Namun, sebuah peristiwa pilu membawa Tegar terjerat masuk ke dalam masalah besar. Membuat dirinya berubah jadi seorang pesakitan! Hidup terpisah dengan kedua anaknya.

Apakah yang sebenarnya terjadi? Bisakah Anam dan Zayan melalui jalan hidup yang penuh liku ini? Jawabannya ada di 'Surat Terakhir Ayah'

Karya ini diterbitkan atas izin NovelToon Dfe, isi konten hanyalah pandangan pribadi pembuatnya, tidak mewakili NovelToon sendiri

Aku pintar kan bang?

Pagi itu seperti biasa Anam dan Zayan bersiap-siap pergi ke sekolah terlebih dahulu, lalu berangkat mencari barang bekas kemudian. Dia tidak membuat sarapan, beras di rumah habis. Anam menghela nafas panjang, padahal niat hati ingin membayar LKS agar bisa ikut ujian satu minggu lagi. Tapi, malah beras di rumah mereka habis.

"Bang.. Abang nggak bikin nasi?"

Zayan sudah membawa piring kosong, hendak mengisinya dengan nasi.
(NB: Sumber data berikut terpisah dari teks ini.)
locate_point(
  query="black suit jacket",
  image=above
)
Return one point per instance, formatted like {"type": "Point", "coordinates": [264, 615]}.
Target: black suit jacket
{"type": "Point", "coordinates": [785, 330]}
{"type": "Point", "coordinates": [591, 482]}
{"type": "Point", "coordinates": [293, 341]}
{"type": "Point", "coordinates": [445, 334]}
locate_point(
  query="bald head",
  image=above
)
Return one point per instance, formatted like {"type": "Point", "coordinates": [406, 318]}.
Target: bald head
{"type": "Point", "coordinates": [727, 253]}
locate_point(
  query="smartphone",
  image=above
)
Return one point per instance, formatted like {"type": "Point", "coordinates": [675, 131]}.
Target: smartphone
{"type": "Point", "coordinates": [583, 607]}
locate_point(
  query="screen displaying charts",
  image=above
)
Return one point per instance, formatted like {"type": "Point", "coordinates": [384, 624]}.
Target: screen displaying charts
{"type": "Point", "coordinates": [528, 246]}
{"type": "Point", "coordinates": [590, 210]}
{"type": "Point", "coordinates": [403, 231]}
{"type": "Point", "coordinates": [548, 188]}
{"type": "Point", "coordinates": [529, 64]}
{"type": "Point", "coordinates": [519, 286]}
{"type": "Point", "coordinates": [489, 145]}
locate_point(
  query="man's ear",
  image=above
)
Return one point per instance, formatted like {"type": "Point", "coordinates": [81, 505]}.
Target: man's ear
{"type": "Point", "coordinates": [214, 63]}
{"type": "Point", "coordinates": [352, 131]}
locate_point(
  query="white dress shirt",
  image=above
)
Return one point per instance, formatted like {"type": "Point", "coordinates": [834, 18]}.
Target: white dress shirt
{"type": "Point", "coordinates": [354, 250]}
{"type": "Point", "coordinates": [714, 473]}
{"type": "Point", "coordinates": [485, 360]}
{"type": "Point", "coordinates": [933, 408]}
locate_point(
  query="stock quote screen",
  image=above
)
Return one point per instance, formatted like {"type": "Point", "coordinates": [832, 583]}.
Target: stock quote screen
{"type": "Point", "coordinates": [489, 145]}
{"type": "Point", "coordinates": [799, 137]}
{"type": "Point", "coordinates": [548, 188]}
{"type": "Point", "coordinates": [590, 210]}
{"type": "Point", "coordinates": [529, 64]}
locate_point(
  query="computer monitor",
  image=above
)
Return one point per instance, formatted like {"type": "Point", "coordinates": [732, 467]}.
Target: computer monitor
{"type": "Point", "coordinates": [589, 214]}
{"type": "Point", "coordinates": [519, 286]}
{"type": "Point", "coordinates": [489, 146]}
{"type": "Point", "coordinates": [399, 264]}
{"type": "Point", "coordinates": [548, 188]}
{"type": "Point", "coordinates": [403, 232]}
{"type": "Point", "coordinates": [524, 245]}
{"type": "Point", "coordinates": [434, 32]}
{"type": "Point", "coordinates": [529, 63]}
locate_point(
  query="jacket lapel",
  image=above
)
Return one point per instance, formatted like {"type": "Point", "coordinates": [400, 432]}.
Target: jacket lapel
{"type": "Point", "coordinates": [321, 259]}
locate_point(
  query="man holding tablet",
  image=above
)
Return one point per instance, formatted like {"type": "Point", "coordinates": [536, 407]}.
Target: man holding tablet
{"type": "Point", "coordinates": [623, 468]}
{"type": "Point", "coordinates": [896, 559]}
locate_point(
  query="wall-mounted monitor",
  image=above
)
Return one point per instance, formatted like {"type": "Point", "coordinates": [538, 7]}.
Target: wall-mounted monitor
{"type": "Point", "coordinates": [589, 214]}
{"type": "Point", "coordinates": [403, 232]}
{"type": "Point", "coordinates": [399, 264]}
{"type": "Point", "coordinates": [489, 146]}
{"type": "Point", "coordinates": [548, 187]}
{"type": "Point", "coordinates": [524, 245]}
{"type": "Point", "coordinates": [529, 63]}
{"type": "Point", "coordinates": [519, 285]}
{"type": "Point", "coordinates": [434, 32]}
Tapi, mejikom yang ada di dapur terlihat kosong tanpa ada apapun di sana.

"Berasnya habis Za." Anam berkata tanpa menoleh ke arah adiknya.

Hembusan nafas berat terdengar bersamaan dengan bunyi piring yang diletakkan kembali pada tempatnya. Zayan mendekati Anam sekarang.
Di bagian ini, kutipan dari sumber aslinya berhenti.